ROCKHILL FURNACE, Pa. – Expanded tours of the East Broad Top Railroad shops, roundhouse, and archives will be offered for the first time in 2024, the non-profit EBT Foundation, Inc., has announced.
The narrow-gauge central Pennsylvania steam preservation railroad, a National Historic Landmark, will open new opportunities besides its existing one-hour tour of its circa-1910 shop complex here [see “Top 10 stories of 2023, No 5: East Broad Top …,” Dec. 7, 2023]. The three additions for visitors are a 3-hour intensive tour of the shops, a 2-hour tour of the roundhouse, and a 1-hour tour of the company archives, which are housed in three vaults contained in the two-story office and passenger station here.
A partner of the railroad, the 2,085-member Friends of the East Broad Top, has worked for decades, even during the railroad’s 2011-2020 shutdown, to stabilize, repair, restore, and paint the cluster of buildings where the company built, serviced, and repaired everything that moved on EBT.
A signature feature of the shops is its belt-driven system of machine tools, powered by spinning overhead lineshafts that were originally propelled by a stationary steam engine. Drill presses, lathes, a wheel press, and other machine tools were powered this way. Thanks to work by volunteers – and the personal, hands-on attention of EBT General Manager Brad Esposito – the function of the lineshaft can now be demonstrated with compressed air.
EBT Foundation Board Member Linn Moedinger, retired president and CMO of the Strasburg Rail Road, has observed that all of the Rockhill shop complex looks like it did in 1950 and a lot of it looks like it did in 1910.
The regular 1-hour tours already available run Fridays through Sundays from May 3 to Oct. 27 and Wednesdays through Sundays Memorial Day through Labor Day. Cost is $18 adult or $12 child ages 2-12.
Added for the first time are:
- Extended Tour: Three-hour tour through most buildings in the complex. The group includes some or all of the machine shop, locomotive shop, blacksmith shop, car shop, paint shop, lumber shed, freight office, master mechanic’s building/crew room, foundry, and the eight-stall roundhouse. This will be offered on May 18, June 15, July 20, Aug. 17, and Sept. 21. Cost is $50.

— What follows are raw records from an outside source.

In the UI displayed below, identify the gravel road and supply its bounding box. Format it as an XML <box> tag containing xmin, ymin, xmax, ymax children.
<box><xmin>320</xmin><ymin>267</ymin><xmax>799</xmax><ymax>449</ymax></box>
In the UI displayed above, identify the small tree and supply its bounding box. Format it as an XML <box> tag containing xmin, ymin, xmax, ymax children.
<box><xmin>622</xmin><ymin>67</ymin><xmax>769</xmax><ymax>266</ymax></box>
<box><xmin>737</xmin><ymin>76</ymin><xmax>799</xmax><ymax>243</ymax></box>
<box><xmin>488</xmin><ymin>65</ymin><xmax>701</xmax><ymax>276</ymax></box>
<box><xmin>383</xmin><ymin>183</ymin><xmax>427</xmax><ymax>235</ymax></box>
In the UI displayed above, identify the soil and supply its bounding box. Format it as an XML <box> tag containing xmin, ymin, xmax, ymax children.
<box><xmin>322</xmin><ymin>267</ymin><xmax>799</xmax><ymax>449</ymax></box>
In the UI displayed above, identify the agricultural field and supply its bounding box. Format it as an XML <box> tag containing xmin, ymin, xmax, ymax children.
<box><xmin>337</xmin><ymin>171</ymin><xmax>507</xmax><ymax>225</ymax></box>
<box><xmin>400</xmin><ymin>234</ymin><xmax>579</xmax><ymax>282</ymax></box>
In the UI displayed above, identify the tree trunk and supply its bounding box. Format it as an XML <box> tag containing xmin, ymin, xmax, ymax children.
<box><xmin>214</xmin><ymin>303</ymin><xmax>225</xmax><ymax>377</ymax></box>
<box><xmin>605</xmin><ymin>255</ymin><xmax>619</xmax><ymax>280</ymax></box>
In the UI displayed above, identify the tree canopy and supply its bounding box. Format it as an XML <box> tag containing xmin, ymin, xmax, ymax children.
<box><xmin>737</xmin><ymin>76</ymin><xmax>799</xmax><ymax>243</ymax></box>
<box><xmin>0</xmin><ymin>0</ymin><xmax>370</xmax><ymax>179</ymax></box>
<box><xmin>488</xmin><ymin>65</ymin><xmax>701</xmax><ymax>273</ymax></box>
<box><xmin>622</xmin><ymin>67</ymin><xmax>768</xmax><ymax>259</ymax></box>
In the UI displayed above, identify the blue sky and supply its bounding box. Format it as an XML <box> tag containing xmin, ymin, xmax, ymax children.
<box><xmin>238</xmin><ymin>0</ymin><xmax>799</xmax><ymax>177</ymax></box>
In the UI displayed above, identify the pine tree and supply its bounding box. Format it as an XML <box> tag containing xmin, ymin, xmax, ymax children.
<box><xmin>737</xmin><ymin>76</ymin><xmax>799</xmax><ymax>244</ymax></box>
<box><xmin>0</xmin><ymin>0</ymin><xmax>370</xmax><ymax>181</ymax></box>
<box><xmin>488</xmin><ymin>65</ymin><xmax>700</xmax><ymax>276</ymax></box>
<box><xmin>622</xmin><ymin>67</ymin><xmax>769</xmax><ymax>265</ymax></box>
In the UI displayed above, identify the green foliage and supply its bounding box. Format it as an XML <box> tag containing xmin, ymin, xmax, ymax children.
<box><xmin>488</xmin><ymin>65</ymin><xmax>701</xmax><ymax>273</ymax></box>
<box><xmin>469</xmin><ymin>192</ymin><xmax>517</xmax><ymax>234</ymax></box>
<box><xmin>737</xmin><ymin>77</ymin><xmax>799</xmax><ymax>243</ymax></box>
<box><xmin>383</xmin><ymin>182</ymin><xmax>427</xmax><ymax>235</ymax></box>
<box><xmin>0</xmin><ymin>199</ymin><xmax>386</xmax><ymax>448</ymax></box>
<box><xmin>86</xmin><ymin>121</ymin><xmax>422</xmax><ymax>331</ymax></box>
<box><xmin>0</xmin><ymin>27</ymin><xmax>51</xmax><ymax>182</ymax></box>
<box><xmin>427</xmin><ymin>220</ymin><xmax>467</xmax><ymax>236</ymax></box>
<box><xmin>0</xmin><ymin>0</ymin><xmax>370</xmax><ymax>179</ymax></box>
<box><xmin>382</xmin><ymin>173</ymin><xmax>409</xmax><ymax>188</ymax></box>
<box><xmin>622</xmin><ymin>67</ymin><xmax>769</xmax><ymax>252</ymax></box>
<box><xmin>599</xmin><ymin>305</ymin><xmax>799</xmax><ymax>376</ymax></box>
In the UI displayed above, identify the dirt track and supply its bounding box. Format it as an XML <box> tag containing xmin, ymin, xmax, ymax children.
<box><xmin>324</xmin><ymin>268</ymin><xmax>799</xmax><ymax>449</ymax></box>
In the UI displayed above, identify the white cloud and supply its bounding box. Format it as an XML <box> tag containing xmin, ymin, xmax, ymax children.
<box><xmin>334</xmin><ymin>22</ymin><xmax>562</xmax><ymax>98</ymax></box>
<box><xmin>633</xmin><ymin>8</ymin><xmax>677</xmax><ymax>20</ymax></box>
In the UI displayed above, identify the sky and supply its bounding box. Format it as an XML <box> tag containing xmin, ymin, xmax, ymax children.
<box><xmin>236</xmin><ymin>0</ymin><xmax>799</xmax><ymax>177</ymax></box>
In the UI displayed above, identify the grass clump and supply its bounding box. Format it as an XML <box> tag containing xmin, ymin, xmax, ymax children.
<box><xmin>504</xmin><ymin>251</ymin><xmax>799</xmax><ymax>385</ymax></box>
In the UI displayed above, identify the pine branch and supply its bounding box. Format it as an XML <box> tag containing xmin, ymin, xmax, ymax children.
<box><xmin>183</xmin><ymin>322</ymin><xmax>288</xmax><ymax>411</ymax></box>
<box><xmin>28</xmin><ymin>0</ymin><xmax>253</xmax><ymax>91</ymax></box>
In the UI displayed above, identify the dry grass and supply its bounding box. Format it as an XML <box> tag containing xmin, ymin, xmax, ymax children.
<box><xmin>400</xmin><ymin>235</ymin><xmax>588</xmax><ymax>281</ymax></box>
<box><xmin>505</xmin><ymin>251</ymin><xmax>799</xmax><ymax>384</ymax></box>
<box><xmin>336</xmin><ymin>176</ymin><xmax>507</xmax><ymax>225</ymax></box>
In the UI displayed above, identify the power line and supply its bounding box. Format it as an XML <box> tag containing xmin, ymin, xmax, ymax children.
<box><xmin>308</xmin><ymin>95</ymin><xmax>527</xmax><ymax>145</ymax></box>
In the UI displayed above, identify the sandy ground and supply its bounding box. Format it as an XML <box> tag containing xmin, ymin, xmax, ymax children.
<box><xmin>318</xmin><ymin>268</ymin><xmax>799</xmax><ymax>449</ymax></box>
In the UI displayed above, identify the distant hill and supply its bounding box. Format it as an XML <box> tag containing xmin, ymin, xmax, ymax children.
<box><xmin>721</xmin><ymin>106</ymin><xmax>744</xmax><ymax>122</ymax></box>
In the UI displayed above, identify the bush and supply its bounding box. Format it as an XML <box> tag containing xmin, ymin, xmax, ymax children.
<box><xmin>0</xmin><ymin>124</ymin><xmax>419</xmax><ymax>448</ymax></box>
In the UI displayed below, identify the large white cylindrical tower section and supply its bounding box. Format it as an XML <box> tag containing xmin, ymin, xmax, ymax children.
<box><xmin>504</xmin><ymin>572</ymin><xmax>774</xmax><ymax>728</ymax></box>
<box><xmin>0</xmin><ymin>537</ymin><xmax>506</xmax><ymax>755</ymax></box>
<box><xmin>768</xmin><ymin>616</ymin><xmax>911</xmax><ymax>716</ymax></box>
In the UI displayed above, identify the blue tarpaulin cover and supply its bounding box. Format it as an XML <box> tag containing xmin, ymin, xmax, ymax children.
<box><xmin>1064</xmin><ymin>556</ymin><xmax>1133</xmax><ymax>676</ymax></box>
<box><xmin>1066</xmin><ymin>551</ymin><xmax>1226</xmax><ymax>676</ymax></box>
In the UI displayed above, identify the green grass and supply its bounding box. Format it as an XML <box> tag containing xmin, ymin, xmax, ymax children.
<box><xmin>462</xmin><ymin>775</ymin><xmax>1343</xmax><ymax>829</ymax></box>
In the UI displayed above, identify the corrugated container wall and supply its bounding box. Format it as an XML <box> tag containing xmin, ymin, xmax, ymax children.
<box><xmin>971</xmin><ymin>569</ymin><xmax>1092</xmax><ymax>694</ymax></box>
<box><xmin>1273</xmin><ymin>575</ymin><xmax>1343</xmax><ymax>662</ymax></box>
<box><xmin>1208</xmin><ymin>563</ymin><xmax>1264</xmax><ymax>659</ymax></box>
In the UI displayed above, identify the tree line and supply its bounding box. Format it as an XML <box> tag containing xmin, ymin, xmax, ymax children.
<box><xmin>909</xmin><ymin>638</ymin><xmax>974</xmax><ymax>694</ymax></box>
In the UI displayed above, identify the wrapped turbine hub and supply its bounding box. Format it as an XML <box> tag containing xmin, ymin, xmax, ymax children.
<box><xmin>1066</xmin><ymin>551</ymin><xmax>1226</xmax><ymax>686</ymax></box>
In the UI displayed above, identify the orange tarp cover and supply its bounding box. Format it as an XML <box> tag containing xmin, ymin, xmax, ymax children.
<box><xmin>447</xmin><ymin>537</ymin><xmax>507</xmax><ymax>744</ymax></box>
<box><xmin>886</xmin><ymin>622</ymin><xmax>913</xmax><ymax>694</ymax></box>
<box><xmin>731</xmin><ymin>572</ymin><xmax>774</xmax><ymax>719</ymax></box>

- Master Mechanic’s Tour: Two hours in the roundhouse, which houses the railroad’s Baldwin 2-8-2 Mikado steam engines and M-1 gas-electric car. This will be offered on June 29, July 27, and Aug. 31. Cost is $40.
- Archivist’s Tour: One hour with the joint Foundation-FEBT Archives & Special Collections staff to learn about the process of cataloguing and preserving some 5,000 linear feet of records, photos, and artifacts, and making them digitally available. This tour will be offered on May 19, July 21, and Sept. 22. Cost is $25.
The former coal-hauling railroad became a tourist line with seasonal steam passenger service in 1960. From then until 2011, shop tours were offered on an occasional basis, usually during the Winter Spectacular railfan event and later during the FEBT Fall Reunion. The Foundation was formed in 2020 to buy and preserve the majority of the 33-mile-long line, with its six steam engines, passenger and freight rolling stock, and buildings. The Foundation added formal, regularly scheduled tours, mostly consisting of the 1-hour general-overview visit to the shop, with occasional public tours of the archives.
One of the goals is to provide an immersive experience where, for one example, a visitor will be able to see a steel hopper car that was built in the shops being rebuilt and restored in those same facilities, explained Brad Esposito, EBT general manager. He characterized the Rockhill complex as a junior version of the Pennsylvania Railroad’s Juniata Shops in Altoona, Pa., which once employed 15,000 workers to build, repair, and maintain that company’s fleet of thousands of locomotives and hundreds of thousands of passenger and freight cars.
One of the few other working shops with comparable public access is at the Nevada Northern Railroad in East Ely, Nevada, another steam tourist line, but its machine-tool technology is 20 to 40 years more modern than that at EBT, and is not belt-driven.
Making the Rockhill shops more accessible is just one aspect of the overall restoration being pushed by the Foundation and the Friends. One of the road’s six steam locomotives, No. 16, was restored to service last year, and EBT’s long-term goal is to return more of that fleet to operating condition. Track restoration is started on the road’s 20-mile-long southern main line — dormant since 1956 — to the semi-bituminous coalfield on Broad Top Mountain.
At the south end of the line at Robertsdale, Pa., the Friends offer walking tours of the ruins of the several mines once served by EBT from the museum the group maintains there. Also available are a short handcar or railbike ride over a portion of the line that has been restored and reopened for light equipment.
Things at the EBT just get better and better!